Nonlinear trends, long-range dependence and climate noise properties of surface temperature
This study investigates the significance of trends of four temperature time series—Central England Temperature
(CET), Stockholm, Faraday-Vernadsky, and Alert. First the robustness and accuracy of various trend detection
methods are examined: ordinary least squares, robust and generalized linear model regression, Ensemble Empirical
Mode Decomposition (EEMD), and wavelets. It is found in tests with surrogate data that these trend
detection methods are robust for nonlinear trends, superposed autocorrelated fluctuations, and non-Gaussian
fluctuations. An analysis of the four temperature time series reveals evidence of long-range dependence (LRD)
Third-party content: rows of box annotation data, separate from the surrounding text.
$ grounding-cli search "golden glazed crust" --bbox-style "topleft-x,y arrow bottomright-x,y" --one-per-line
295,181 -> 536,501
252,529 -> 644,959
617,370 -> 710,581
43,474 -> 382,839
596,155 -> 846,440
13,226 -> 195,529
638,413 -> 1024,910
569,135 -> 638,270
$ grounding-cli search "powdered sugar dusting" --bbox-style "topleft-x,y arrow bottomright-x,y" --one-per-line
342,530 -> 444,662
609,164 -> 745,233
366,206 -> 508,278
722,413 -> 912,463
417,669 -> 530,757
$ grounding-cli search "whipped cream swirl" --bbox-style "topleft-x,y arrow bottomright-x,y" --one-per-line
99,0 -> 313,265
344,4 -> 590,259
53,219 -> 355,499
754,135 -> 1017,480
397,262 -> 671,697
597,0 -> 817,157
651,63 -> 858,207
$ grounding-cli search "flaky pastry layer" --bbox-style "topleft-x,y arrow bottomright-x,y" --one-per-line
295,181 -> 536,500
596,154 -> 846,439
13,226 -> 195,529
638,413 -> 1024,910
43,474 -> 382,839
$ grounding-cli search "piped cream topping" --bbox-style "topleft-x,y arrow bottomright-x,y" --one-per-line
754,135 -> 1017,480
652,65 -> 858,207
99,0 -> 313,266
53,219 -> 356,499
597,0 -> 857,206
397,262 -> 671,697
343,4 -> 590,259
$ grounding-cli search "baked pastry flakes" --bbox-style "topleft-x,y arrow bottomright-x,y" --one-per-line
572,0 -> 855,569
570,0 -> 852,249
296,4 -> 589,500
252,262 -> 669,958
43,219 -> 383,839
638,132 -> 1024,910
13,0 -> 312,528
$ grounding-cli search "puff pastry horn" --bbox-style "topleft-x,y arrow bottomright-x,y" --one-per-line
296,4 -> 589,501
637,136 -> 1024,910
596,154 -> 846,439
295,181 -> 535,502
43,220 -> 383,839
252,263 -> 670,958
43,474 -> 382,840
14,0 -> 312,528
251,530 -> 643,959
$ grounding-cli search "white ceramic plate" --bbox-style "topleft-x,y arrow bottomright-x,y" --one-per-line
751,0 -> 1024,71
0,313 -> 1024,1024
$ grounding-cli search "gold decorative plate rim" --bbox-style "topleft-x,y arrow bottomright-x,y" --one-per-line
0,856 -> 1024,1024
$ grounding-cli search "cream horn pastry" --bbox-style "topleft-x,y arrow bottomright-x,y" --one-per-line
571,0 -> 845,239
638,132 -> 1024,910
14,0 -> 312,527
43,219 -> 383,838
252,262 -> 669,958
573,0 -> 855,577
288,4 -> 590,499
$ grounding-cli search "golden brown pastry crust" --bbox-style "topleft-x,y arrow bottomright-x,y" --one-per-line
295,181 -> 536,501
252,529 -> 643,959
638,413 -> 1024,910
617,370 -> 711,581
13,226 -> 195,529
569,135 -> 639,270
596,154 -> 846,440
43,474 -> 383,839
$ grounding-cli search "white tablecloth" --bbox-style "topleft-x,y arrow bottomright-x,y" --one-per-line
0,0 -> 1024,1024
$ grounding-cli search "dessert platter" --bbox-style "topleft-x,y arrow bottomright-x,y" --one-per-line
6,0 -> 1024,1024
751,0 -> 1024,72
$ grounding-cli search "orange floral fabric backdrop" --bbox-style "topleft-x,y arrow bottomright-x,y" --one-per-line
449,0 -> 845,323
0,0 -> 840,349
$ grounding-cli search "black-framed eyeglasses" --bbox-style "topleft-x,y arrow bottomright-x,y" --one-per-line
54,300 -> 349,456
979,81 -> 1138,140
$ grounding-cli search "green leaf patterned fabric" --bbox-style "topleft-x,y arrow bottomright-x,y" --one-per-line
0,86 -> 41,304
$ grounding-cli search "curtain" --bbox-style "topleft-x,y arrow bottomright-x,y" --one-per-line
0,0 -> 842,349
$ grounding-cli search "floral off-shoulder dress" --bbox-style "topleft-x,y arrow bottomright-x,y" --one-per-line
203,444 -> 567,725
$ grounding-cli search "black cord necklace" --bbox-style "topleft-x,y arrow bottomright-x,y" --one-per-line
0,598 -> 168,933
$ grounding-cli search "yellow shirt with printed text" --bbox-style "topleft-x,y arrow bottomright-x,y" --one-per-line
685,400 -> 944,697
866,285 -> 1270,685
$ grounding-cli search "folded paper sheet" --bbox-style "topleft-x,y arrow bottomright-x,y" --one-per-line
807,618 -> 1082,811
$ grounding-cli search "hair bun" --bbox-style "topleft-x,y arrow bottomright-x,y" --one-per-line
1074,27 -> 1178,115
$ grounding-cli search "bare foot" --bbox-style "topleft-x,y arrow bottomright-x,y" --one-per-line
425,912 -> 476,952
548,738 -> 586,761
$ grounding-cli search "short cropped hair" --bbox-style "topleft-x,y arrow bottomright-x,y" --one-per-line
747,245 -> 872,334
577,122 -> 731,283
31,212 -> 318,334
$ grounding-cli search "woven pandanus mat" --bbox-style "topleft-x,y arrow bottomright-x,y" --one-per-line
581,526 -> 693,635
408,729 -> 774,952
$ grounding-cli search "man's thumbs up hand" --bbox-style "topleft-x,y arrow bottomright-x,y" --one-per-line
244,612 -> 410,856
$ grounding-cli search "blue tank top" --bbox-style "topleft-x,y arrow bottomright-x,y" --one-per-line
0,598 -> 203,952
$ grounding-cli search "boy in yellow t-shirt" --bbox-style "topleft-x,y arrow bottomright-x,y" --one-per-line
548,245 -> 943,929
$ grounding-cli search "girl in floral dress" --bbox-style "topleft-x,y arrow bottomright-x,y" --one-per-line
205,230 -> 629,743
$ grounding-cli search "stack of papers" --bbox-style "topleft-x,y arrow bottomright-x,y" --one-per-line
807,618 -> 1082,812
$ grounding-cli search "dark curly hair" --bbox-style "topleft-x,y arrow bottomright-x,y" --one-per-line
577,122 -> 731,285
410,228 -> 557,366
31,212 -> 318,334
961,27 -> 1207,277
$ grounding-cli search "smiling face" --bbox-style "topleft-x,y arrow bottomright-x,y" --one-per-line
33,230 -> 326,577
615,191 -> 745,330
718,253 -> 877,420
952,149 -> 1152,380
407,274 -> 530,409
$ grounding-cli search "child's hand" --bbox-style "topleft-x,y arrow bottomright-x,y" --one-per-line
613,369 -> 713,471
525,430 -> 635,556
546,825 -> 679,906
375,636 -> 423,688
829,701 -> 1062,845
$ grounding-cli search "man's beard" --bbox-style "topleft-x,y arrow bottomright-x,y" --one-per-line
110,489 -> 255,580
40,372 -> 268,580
and nonlinear warming trends. The significance of these trends is tested against climate noise. Three different
methods are used to generate climate noise: (i) a short-range-dependent autoregressive process of first order
[AR(1)], (ii) an LRD model, and (iii) phase scrambling. It is found that the ability to distinguish the observed
warming trend from stochastic trends depends on the model representing the background climate variability.
Strong evidence is found of a significant warming trend at Faraday-Vernadsky that cannot be explained by any of
the three null models. The authors find moderate evidence of warming trends for the Stockholm and CET time
series that are significant against AR(1) and phase scrambling but not the LRD model. This suggests that the
degree of significance of climate trends depends on the null model used to represent intrinsic climate variability.
This study highlights that in statistical trend tests, more than just one simple null model of intrinsic climate variability
should be used. This allows one to better gauge the degree of confidence to have in the significance of trends.